In 1609 Italian astronomer Galileo pointed his telescope toward the moon and discovered a new landscape, another world. It is no longer flat, we see its curvature and the shadows of craters. It was not until 1873 that the first theory on the origin of the Moon is exposed by the French Edward Roche. He says that the Earth and Moon formed simultaneously from the same materials, but this theory is problematic because the materials of the Moon have an iron content significantly less than the Earth.
It has no iron core but consists simply of rock.
At the end of the 19th century other theories are born. In 1878, George Darwin, son of Charles Darwin and tidal specialist, explains his theory of nuclear fission to explain the origin of the Moon. He calculates that the moon gradually moves away from Earth.
This feature has been proven that 95 years later when astronomers go to the moon and deposit small mirrors that will be used to calculate the exact distance of the Moon with a laser beam.
Every year the moon moves away from Earth by 3.8 cm. Darwin calculated that the Moon was very close to the Earth at its origin but can not prove that the 2 stars at a time have joined, the mathematics of the time did not allow Darwin to bring the two stars in contact.
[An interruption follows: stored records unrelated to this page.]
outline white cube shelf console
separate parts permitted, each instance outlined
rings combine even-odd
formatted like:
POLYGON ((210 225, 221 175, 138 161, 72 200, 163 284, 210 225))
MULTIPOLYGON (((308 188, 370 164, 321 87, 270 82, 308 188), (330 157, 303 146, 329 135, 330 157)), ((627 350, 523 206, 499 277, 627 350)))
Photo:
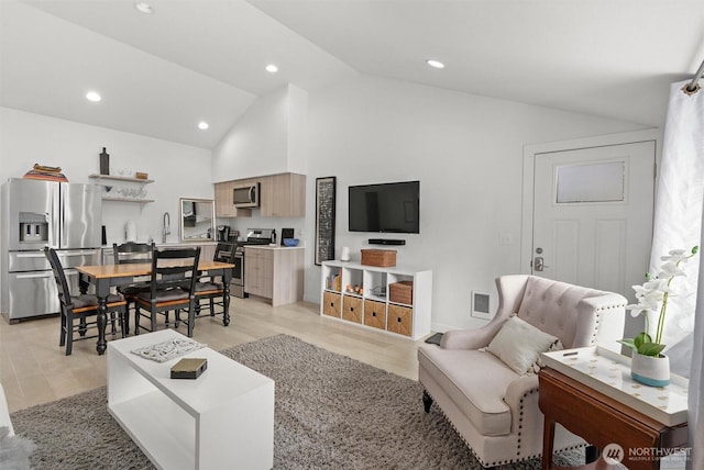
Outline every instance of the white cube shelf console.
POLYGON ((389 334, 421 338, 430 334, 432 271, 345 261, 322 264, 320 315, 389 334), (413 283, 410 302, 389 299, 391 286, 413 283))

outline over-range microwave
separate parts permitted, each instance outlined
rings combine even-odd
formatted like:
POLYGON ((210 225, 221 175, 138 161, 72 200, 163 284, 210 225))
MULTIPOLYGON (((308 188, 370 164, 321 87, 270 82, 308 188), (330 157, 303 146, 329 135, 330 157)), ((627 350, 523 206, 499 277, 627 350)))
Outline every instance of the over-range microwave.
POLYGON ((232 189, 232 202, 235 208, 258 208, 260 183, 235 186, 232 189))

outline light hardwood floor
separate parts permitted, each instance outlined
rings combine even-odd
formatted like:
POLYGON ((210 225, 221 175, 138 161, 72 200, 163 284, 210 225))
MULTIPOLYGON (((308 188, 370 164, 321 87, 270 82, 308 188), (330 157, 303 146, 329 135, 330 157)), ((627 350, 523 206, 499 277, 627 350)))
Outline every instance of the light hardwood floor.
MULTIPOLYGON (((422 340, 413 342, 321 317, 318 309, 307 302, 272 307, 256 298, 232 298, 230 325, 222 326, 221 316, 198 318, 194 338, 220 350, 286 334, 398 376, 418 379, 416 348, 422 340)), ((10 325, 0 318, 0 382, 11 413, 106 384, 106 356, 96 352, 96 340, 75 342, 73 354, 65 356, 64 348, 58 346, 58 316, 52 316, 10 325)), ((183 325, 179 331, 185 334, 183 325)), ((108 340, 112 338, 108 335, 108 340)))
Darwin concluded that when Earth was molten, material is detached it eventually became our moon.
A new theory is proposed in 1909 by the American Thomas Jefferson Jackson See, he developed a different hypothesis, which is called the capture theory.

 

The Moon would be gone too close to Earth and was captured by Earth gravity.
He believed there was a resisting medium in space to capture this hypothesis.
The 3 theories gather huge inconsistencies.
The rocks brought back by American astronomers during their first trip to the Moon will enable the development of another theory.
The moon rocks show that they are similar to terrestrial rocks.
William K. Hartmann planetary scientist and painter, imagined that another planet could have come crashing to Earth. This is the giant impact theory.
In 1974 a new assumption widely shared by scientists, therefore, sees the day.
4 billion years earlier would be another planet collided with Earth, then melts, and debris would be amalgamated within a few hours to form the Moon. Within a day the Earth would have resumed its spherical shape.

Image: William K. Hartmann was born in Pennsylvania, is a leading planetary scientist, author and writer. It was the first to convince the scientific public that Earth had been struck by a planet (Thea), creating both the moon and Earth.